近藤はふてくされる沖田をビンタした。なんだかんだ言って二人とも、意外とこう言うノリが好きなのだった。

「総司、目を覚ませよ。おめえだって、下は女子中高生からアラサー、アラフォーの歴女さんまで幅広いファンの皆さんに支えられて、今があるんじゃねえか。劣化してる場合じゃねえんだ。いいからそこのコンビニ漫画をさっさと片付けろっ」

近藤に怒鳴られ、沖田はそそくさとそこにある、中華料理屋や雀荘の待機所に放り出されていそうな男臭さ抜群のコンビニ漫画どもを片付けた。

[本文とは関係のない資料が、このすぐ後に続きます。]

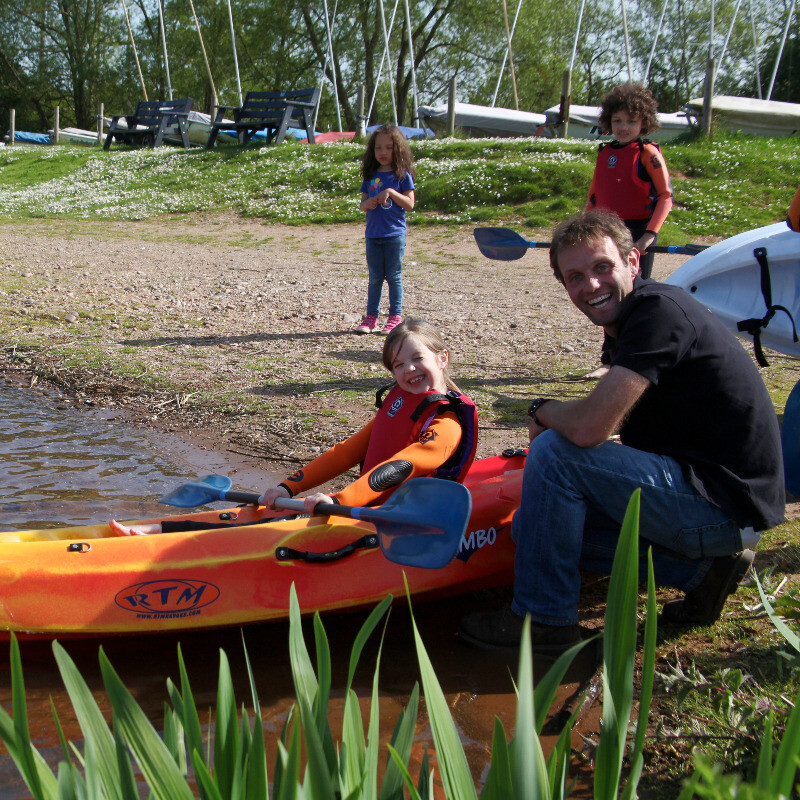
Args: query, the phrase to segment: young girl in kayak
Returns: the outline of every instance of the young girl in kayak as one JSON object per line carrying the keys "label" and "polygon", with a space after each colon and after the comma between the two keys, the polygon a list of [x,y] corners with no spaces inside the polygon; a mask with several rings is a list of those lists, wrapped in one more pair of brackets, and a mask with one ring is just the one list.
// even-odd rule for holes
{"label": "young girl in kayak", "polygon": [[589,188],[586,211],[605,208],[625,222],[641,253],[639,274],[649,278],[658,232],[672,208],[672,183],[657,144],[643,139],[658,130],[658,105],[638,83],[623,83],[600,104],[600,128],[614,141],[602,144]]}
{"label": "young girl in kayak", "polygon": [[[341,491],[306,495],[306,512],[322,502],[380,505],[410,478],[464,477],[475,458],[477,413],[450,377],[450,353],[438,331],[424,320],[406,319],[387,336],[383,364],[395,382],[378,392],[375,417],[267,489],[265,506],[275,508],[279,497],[303,494],[359,464],[360,477]],[[225,527],[187,520],[129,527],[112,520],[110,525],[119,535]]]}

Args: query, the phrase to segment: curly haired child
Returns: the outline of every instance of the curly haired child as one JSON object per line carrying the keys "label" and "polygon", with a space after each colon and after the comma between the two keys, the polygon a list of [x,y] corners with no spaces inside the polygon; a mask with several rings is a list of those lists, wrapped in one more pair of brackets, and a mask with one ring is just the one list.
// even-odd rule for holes
{"label": "curly haired child", "polygon": [[642,254],[639,274],[649,278],[658,232],[672,208],[672,183],[658,145],[643,139],[658,130],[658,105],[639,83],[616,86],[600,106],[600,127],[614,135],[600,145],[586,211],[617,213]]}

「どいつも、分かっちゃいねえ。忘れたのかっ。俺たち新撰組は、常に清く正しく美しくだ!」

それは宝塚タカラヅカだろ、と思ったが、皆は黙っていた。

「だからこそ時代小説や映画、舞台に大河ドラマばかりじゃなく、萌えゲー乙ゲーに、コミックスにアニメ、果てはコミケ同人誌からもお声が掛かるんだよ。皆さんあってこその新撰組なんだよ。ファンを大切に、皆さんのイメージを壊しちゃなんねえんだ。いつも言ってるよな。なあっ、トシよ」

「ああ、うん。そうそう。それ、大事だよな」

土方は聞いてなかった。スマホで彼女とLINEしてたのだ。

「でもよ、近藤さん、俺たちだって人間なんだぜ。そりゃあ悪いところはあるだろうけどよ、今さらどこを直しゃいいんだよ」

ふてくされる原田に、近藤は言った。

「左之助、そう思うだけでもお前はまだ見込みがある!人間てなあな、いくつになっても勉強だし、試行錯誤なんだよ。そこでお前たちに提案だ」

近藤は半紙を広げると、そこに堂々とした毛筆で題字を書いた。

「どうだ」

全員が、それを覗き込んだ。

「なんすかこれ?」

「会議だよ」

近藤はむしろ晴れやかな顔で言った。